Born: 27-3-1964, Melbourne, Australia
Currently based in Doha, Qatar
Jennifer Pinder’s color and texture saturated works are exhibited from New York to Sydney; and hang in boardrooms, homes, public spaces and offices across the United States, Australia, Qatar, Germany and Belgium, a testimony to the compelling, startling and evocative nature of her pieces.
Having had a successful career in the fashion industry in her native Australia before turning to art fulltime, Pinder’s appreciation of texture is drawn from her fascination with how patterns and color intersect and overlap in ways that are challenging. The result is a skilful weaving of color and texture, giving the viewer a uniquely personal and sometimes challenging experience.
“I want my paintings to be constantly surprising. They need to be discussed and talked about. It moves me to see someone look at my work, study it then they are drawn back to it again after they walk away because they suddenly see something new or the light changes their perspective,” Pinder reveals.
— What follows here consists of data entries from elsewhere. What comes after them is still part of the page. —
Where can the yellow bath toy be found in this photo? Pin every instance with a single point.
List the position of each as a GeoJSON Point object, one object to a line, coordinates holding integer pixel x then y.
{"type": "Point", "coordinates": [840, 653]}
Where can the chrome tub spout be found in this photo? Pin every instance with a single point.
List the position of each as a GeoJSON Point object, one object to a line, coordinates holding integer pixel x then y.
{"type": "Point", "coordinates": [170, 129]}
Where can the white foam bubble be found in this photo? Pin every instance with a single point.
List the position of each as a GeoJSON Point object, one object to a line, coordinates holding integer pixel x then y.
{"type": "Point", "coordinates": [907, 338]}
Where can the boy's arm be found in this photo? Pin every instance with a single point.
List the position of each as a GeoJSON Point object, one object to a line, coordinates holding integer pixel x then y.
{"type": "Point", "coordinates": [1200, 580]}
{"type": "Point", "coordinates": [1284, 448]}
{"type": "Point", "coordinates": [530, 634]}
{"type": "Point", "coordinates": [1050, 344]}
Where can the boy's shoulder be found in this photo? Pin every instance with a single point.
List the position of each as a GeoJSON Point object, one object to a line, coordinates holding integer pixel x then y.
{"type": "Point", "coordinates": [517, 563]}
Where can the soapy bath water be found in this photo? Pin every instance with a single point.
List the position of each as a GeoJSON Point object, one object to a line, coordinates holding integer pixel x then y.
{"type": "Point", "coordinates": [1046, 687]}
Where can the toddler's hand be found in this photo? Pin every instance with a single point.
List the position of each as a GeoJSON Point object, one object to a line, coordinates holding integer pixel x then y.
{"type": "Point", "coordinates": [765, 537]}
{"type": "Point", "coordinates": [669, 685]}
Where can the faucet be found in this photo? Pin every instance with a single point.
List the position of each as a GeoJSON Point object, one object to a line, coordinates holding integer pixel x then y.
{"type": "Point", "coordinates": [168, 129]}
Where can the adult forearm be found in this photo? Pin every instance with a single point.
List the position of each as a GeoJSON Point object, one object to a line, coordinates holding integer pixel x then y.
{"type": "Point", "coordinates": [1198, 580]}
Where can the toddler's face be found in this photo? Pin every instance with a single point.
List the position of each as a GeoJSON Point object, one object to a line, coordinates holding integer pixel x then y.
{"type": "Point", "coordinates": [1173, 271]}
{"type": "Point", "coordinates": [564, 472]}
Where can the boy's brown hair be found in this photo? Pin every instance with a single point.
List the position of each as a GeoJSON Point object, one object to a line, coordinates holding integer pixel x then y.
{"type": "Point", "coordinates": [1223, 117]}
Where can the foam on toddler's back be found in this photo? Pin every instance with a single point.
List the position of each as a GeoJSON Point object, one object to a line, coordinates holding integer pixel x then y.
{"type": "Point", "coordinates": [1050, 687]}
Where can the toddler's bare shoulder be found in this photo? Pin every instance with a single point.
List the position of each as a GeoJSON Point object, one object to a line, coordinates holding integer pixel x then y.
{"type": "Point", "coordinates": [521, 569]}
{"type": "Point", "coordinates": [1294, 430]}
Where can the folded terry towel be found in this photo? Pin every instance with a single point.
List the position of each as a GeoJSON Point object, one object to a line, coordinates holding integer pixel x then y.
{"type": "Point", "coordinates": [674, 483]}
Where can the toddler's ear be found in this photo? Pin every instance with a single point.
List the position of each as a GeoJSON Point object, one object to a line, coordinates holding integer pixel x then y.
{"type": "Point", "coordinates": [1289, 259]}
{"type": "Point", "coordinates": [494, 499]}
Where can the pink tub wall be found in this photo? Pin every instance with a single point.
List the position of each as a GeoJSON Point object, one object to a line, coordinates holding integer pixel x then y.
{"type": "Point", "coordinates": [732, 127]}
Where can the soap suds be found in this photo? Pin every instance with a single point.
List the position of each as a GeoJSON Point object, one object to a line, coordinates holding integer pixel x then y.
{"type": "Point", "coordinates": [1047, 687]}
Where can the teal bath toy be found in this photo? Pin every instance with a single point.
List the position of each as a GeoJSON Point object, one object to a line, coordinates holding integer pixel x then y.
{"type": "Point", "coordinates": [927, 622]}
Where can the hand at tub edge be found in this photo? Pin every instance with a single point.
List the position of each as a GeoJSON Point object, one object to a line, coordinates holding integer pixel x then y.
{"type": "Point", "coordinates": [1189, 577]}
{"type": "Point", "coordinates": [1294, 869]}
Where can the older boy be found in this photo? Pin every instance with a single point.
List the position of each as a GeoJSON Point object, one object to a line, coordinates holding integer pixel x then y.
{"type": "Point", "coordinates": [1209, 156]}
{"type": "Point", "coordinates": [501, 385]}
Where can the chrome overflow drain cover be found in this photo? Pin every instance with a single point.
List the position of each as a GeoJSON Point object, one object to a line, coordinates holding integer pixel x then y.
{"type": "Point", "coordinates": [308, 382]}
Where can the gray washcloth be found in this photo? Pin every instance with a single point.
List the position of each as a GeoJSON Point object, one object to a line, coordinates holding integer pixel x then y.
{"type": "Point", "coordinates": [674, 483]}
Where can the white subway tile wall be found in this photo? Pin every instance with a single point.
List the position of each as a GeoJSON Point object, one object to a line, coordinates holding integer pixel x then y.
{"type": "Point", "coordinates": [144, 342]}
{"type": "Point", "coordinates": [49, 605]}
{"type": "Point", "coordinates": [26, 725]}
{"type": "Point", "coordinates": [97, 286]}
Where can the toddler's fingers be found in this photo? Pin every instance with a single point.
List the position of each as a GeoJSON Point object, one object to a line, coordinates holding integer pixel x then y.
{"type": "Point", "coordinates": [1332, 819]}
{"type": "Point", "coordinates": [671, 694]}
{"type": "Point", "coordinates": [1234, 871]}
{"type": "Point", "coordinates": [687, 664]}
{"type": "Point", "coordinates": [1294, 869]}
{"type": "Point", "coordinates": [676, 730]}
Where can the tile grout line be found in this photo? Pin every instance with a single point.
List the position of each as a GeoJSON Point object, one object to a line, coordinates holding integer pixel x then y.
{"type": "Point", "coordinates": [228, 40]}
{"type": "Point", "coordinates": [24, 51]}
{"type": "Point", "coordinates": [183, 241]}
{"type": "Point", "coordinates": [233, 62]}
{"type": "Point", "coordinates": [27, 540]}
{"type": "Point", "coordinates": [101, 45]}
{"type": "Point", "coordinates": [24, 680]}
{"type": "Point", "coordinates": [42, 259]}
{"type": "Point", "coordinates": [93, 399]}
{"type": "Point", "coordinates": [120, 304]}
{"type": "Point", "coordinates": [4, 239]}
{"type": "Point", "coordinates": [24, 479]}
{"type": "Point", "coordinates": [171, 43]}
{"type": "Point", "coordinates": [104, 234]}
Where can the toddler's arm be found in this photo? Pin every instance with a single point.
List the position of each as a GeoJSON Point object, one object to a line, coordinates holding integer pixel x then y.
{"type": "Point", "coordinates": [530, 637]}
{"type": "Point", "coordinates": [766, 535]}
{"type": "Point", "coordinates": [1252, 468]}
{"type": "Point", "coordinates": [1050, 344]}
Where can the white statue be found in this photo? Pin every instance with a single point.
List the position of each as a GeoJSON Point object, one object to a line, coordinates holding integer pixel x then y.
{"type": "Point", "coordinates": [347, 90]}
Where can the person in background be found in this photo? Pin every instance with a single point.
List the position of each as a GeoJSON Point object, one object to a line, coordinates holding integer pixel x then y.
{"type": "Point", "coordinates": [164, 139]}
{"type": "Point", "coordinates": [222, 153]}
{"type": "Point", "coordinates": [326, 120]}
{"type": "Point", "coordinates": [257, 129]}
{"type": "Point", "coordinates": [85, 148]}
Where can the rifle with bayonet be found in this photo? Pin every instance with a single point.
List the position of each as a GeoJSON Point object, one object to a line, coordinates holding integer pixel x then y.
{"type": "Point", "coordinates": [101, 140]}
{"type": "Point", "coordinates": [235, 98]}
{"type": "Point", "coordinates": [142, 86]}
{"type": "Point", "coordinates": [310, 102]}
After a string of successful exhibitions in Australia and the Middle East, Pinder will next be exhibiting at the dynamic Agora Gallery in New York, and the beautiful Estense Castle in Italy.
Up until her move to Qatar in late 2009, Pinder enjoyed a long standing association with the prestigious Australian gallery, the Libby Edwards Galleries (Sydney, Melbourne and Brisbane) exhibiting her works as well as handling commissions for high profile clients. Her clients have included one of the world’s finest five star resorts, Hayman Island in Queensland, where her work was commissioned for the public spaces.
In January 2011, Pinder held her first Middle East-based exhibition, “Unique Perspectives” at the art space at the Grand Hyatt Doha. The exhibition opening drew the biggest crowd ever at the space with a host of dignitaries from across the Middle East in attendance.
In February/March 2012 Pinder’s paintings will be on exhibition at the Agora Gallery, situated in the heart of New York’s art district.
The following month, Pinder has been invited to exhibit at the ‘Liberated Dreams’ annual International Art Exhibition in Ferrara, Italy.
After establishing herself as an artistic force internationally, Pinder now brings her unique perspective to her new home in Qatar and has drawn on her reaction to the landscape and architecture that surrounds her for her most recent works. Now living amongst the stark, flat and washed out landscapes of Doha, Pinder’s medium is oil on canvas and are large scale pieces stretching 150cms by 150cms are drenched in color.
“My work is inspired by the deception of simplicity. About how something that appears uncomplicated at first glance can change and transform depending on your perspective and point of view or how someone can manipulated it. This is what draws me to painting and to working with color and textures and playing with perceptions,” she says of her work.
For the viewer, seeing her paintings from a distance gives a completely different perspective and appreciation than seeing them up close.
“I paint for the senses – for sight and for touch. Mine isn’t work that you can take in at first glance. I want to give the viewer an experience, something that they have to work at when they see my pieces. They can come up close and see one aspect, then move away and see something completely different. I believe that is what art should be about – an experience,” Pinder says.
“My creative process is very much about taking a simple pattern and turning it on its head by using layers, intersecting, overlapping on each other. It is also about creating a rhythm, whether that is interlocking swirls or overlapping threads. How they interconnect and play off each other and even grow and change fascinates me.
“Color, either as a single shade or as part of a diverse palette, can really surprise and inspire someone. As an artist, to see my work have that effect is very profound,” she says. “By layering colors and patterns I can create three and four dimensional pieces. I achieve this by playing with simple patterns. This can be really deceptive to the eye,” she says.
Even seemingly perfect patterns and constructions can contain imperfections which add to their beauty and intrigue.
“I’m drawn to subtle imperfections of a simple pattern and have always found it intriguing that it’s the imperfections that capture the observer, how they can throw them off-guard.”